In 2017 she was awarded an EPSRC Early Career Fellowship for "software development for novel engineering research". The aim of this fellowship was to develop new "decision-making software constructing and deploying next generation process optimisation tools". In 2022 she was awarded a highly prestigious BASF/Royal Academy of Engineering Research Chair in Data-driven Optimisation. She has co-authored several publicly available software tools for global optimisation including:
- APOGEE (pooling)
- GloMIQO (mixed-integer quadratically constrained quadratic programs)
- ANTIGONE (mixed-integer nonlinear programs)

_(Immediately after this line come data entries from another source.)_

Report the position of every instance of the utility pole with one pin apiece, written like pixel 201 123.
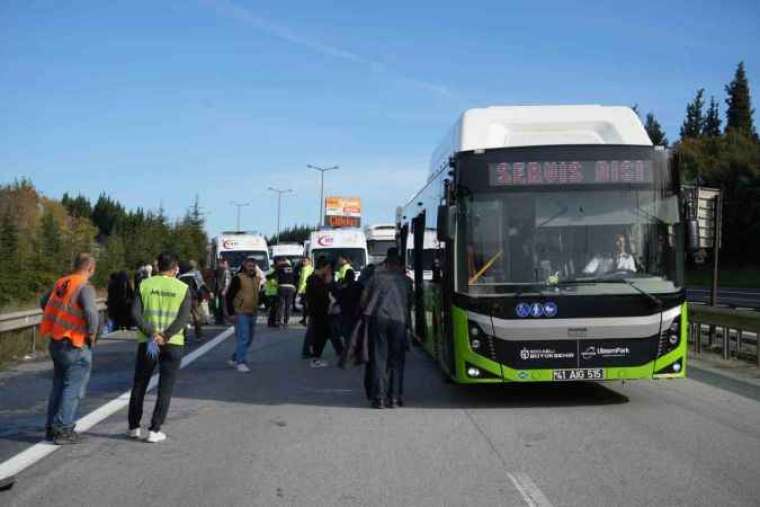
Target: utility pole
pixel 322 170
pixel 239 205
pixel 279 197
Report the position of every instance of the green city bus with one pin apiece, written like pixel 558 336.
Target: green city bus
pixel 560 251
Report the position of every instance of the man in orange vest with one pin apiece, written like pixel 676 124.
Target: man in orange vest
pixel 70 321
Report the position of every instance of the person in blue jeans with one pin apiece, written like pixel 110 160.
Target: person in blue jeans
pixel 70 320
pixel 243 302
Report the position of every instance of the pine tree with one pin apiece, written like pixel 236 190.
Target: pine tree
pixel 739 111
pixel 654 130
pixel 694 123
pixel 107 214
pixel 711 127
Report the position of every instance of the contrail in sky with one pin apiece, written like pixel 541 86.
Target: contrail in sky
pixel 245 15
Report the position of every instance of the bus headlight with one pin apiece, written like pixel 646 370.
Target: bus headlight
pixel 670 337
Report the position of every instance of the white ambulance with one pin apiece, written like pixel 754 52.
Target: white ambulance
pixel 331 243
pixel 238 246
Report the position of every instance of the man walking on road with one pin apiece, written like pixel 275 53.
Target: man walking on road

She is the director of the Computing & Systems Technology Division of the American Institute of Chemical Engineers.

== Awards ==
In 2013 she was awarded the Journal of Global Optimization award for Best Paper. In 2014 she won the American Institute of Chemical Engineers W David Smith Graduate Student Paper Award. In 2017 Misener won the Sir George Macfarlane Medal from the Royal Academy of Engineering for excellence in the early stage of her career. She also won the 2017 Royal Academy of Engineering Engineers Trust Young Engineer of the Year. She was included in the Innovation category of American Institute of Chemical Engineers 35 Under 35 list.